Soy de los que disfruto del realismo mágico de Gabo, pues voy al compás de lo que se describe en los libros, es lo que vivo cada vez que voy a la casa de mis abuelos: a la casa del pueblo. Es una realidad no tan magnificada como la describe Gabito en casi todos sus libros, como el fragmento de la muerte de Úrsula Iguarán, donde dice: "Que hacía tanta calor que los pájaros desorientados se estrellaban como perdigones contra las paredes y rompían las mallas metálicas de las ventanas para morirse en los dormitorios", o como cuando en ese mismo libro describió un diluvio babilónico. Son cositas de los pueblos que Gabo las hizo únicas con su estilo original.
La casa de mis abuelos es un Macondo anclado en medio del siglo XXI, pues mi abuelo es un Aureliano Buendía, terco como sus años y mi abuela una Úrsula incansable. La casa,sumergida a una vejez de antaño, se va desgastando con los años. Los días sofocantes pasan uno tras otro, los inviernos no recogen la hojarasca de otros años sino que ahora se llevan consigo un mal mucho peor, uno llamado contaminación.

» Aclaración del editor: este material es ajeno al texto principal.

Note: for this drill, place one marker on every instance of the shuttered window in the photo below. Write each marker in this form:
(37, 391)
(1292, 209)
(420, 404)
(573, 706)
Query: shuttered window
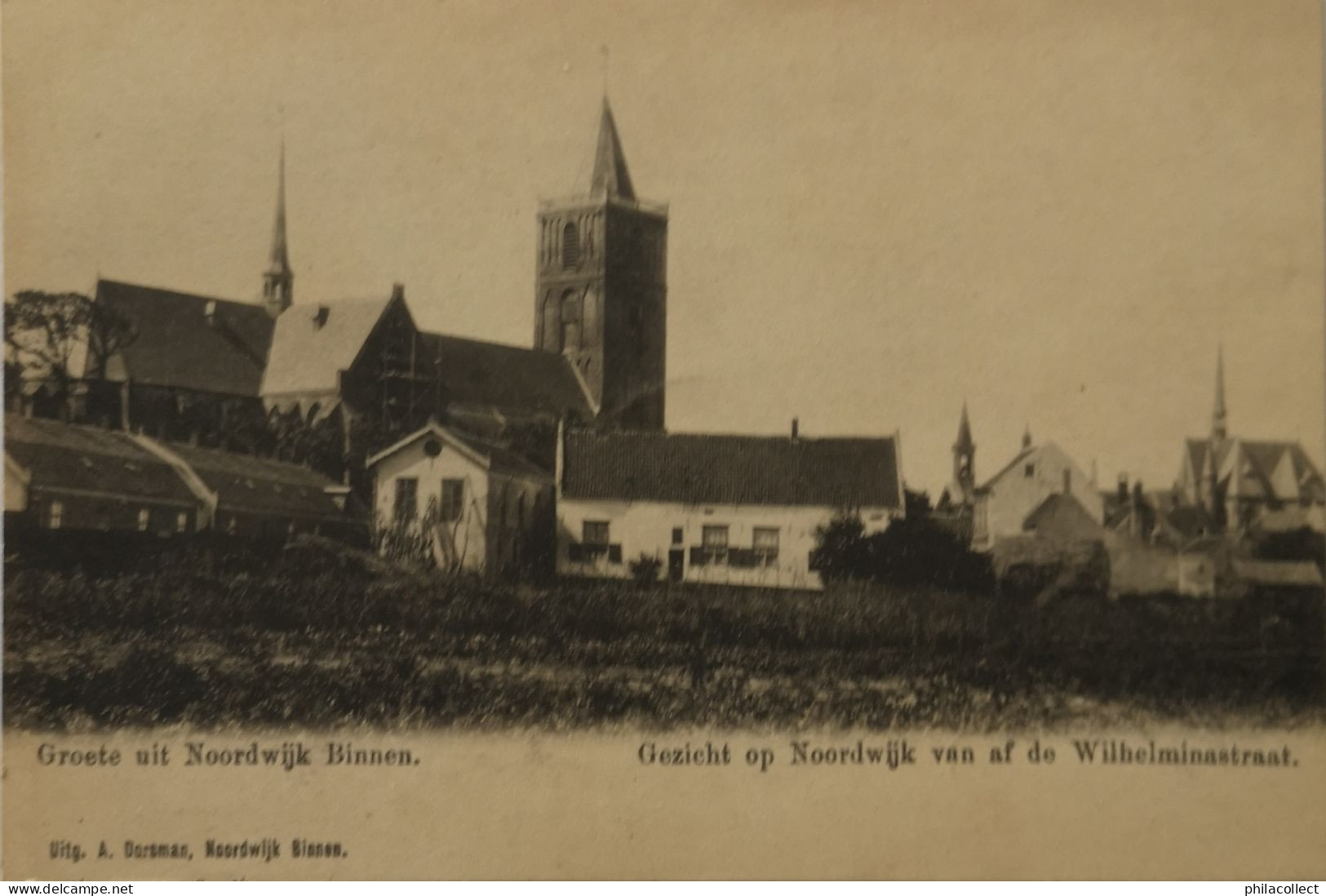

La sensación que provoca la lluvia en el techo de la casa de mis abuelos es inimaginable, el sonido melancólico y adormecido de las gotas cuando se despedazan en las láminas de zinc es maravilloso, es como una canción de cuna.
La soledad del pueblo cuando todos hacen la siesta, el sopor del medio día, la alarma celestial del trueno de las tres de la tarde, el vapor agobiante de las calles polvorientas y el rumor de la lluvia a media noche. Las primeras campanadas de la misa de domingo, que por la no costumbre se confundían en un principio con el fallecimiento de algún moribundo. El ruido ensordecedor de un grillo que vaticina un aguacero, las gallinas alborotadas en el gallinero, las bestias que rechinan los pasos en la calle de tierra, el aullar de los perros en una noche larga y el zumbido de los zancudos que caen en manadas. Los pasquines dejados en las puertas de las casa por algún desocupado, como diría mi abuela. Las tertulias que armaban los viejos en las esquinas que incluso terminaban a las trompadas, el fanatismo desbordante por la política y sus pleitos de familia ya casi extinta, los amores escondidos, y esos que nacían en una noche de baile y que se desvanecían con el alba.
Así mismo brilla con una luz macondiana, con su propio brillo mágico, como el que está plasmado en los libros de Gabo. Así mismo es la casa del pueblo, la casa de mis abuelos.